Partition is the ordinal number of the partition. In this case, we’re looking for the partition D, or partition number two. Here’s where all the fun starts.

Primary partitions are numbered first, then logical partitions. If we have the primary C: partition and one extended partition with the logical D: and E: drives in this extended partition, we’d see C: as partition number 1, D: as partition number 2, and E: as partition number 3. So, if the WINNT directory is on the D: partition, our boot.ini looks just like the boot.ini listed earlier.

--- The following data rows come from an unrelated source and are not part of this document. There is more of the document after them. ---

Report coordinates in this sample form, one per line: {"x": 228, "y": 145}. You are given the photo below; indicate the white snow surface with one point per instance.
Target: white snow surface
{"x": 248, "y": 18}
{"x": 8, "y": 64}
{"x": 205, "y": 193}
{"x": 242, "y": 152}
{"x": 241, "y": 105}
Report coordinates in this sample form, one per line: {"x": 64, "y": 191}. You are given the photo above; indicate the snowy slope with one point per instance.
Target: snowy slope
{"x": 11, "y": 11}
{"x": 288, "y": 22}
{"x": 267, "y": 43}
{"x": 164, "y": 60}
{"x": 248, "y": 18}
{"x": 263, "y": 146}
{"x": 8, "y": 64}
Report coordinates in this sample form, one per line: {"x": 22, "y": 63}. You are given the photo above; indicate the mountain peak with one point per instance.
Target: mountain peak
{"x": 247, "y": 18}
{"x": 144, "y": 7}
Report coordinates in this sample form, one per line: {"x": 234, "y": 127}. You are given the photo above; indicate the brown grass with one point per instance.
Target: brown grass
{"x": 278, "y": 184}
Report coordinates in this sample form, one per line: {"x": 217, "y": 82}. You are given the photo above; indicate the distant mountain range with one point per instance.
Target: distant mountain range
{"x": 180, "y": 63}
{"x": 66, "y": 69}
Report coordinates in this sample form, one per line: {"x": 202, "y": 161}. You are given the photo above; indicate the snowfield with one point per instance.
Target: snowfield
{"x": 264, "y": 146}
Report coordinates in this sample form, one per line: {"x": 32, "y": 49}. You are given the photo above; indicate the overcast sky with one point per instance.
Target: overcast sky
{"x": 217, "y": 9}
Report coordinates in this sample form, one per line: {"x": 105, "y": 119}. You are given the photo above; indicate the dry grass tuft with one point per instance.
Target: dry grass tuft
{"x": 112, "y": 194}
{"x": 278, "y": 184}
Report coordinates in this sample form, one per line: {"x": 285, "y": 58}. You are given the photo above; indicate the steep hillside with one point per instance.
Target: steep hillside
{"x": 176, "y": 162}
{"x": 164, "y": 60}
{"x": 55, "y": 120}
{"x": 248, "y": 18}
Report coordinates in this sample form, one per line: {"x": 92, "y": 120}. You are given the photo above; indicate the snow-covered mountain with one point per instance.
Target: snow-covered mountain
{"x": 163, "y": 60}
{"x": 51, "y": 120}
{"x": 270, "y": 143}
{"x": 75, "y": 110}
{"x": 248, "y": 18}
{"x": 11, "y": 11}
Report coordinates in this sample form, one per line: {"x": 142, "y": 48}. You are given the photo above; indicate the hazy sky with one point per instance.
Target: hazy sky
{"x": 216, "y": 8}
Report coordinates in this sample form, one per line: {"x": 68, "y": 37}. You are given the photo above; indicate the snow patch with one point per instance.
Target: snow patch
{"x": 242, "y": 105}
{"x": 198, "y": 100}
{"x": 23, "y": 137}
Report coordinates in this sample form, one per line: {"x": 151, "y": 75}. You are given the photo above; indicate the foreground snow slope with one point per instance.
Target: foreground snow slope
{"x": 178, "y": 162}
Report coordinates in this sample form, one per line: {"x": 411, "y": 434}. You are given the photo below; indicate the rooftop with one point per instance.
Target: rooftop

Once again: If we create a new partition in Disk Administrator, this new partition must be a primary partition because we already have our limit of one extended partition. This new primary partition can really screw things up. Now our logical drives D and E change from ARC number 2 and ARC number 3 to ARC number 3 and ARC number 4. Disk Administrator is kind enough to remind you of this and to remind you to edit the boot.ini. If you shrug this message off and reboot—gasp!—you won’t be able to boot into NT! NTLDR is looking for the WINNT directory on partition 2; there isn’t a WINNT directory on this partition because the WINNT directory is hiding out on the newly renumbered partition 3 (the old number two). See Figures 2 and 3 for more detail.

Figure 2. Be careful when you create a new partition in Disk Administrator to edit the boot.ini file accordingly. Here the WINNT directory is located on partition 2.

 

Figure 3. After adding a new primary partition, however, all the partition numbers have been changed. The boot.ini file may point to the wrong partition number to find the WINNT directory.

So now what? You somehow need to edit that boot.ini file on your C: drive. You can do this by booting to DOS and using attrib –shr commands and then editing the file through DOS Editor to point to partition 3. Or... I’d recommend having a trusty NT bootable floppy where you could edit the boot.ini, boot off the floppy to get into NT, edit the boot.ini, and then act like you meant to do that screw-up all along. Indeed, hard drives can almost be fun, and they can certainly get you into trouble.